Cursor is a superb AI-powered code editor — a fork of VS Code with Claude and GPT baked in. ArchStage is a process layer on top of Claude Code: sprints, tech specs, phase files, pipeline. Both can coexist; they solve different problems.
| Capability | ArchStage | Cursor |
|---|---|---|
| Primary surface | Sprint pipeline + chat | Code editor + chat |
| Unit of work | Whole sprint, phase by phase | Inline edits, per-file prompts |
| Spec-driven execution | Tech spec + plan + phases | Chat / agent-driven |
| Project scaffolding | Generates structure from a sentence | Relies on existing project |
| Good for coders | Yes — power users welcome | Yes — core audience |
| Good for non-coders | Yes — guided wizard | Requires code fluency |
| Pricing | One-time €38 (launch) / €59 | Monthly subscription |
| AI provider | Claude (Pro / Max / API) | Bundled — multiple models |
| Where it writes | Your folder, same as Cursor | Your folder |
Cursor is where you go to write and edit individual files with AI help.

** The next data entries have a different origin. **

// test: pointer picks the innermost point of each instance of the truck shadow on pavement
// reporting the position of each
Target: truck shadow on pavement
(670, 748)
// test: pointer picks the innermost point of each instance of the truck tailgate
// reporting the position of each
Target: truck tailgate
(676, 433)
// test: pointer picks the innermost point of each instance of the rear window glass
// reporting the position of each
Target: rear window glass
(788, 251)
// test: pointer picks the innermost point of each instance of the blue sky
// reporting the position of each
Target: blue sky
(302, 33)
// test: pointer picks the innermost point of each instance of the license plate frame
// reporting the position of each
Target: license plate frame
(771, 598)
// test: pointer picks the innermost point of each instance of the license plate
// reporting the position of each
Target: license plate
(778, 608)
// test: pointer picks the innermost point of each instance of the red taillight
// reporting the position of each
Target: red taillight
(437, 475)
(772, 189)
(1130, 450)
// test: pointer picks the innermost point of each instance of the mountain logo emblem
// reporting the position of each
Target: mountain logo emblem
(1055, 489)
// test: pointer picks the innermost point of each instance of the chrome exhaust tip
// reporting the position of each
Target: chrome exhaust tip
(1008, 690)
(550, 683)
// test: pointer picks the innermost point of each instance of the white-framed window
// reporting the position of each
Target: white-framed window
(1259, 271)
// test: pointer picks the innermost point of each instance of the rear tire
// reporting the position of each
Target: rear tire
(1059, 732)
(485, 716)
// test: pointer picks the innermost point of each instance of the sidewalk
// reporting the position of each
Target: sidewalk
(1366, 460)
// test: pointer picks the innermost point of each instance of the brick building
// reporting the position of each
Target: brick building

ArchStage is where you go to plan a sprint, break it into phases, and kick off the work. Think of ArchStage as the project manager and Cursor as the keyboard.
ArchStage generates a tech spec, an implementation plan, and phase files before any code is written. Cursor's default flow is more conversational — great for exploration, less structured for a sprint of known scope.
Cursor assumes you know how to navigate a codebase. ArchStage offers a guided wizard that turns a plain-language description into a running project — founders, designers, and PMs can use it without ever opening a terminal.
Many ArchStage users run it alongside Cursor: ArchStage plans and scaffolds the sprint, Cursor edits the resulting files when you want hands-on control. Code files are plain text on disk either way.
Cursor is the editor you reach for when you're in the files. ArchStage is the app you open when you want to scope and ship a sprint. If you're doing both, they stack cleanly.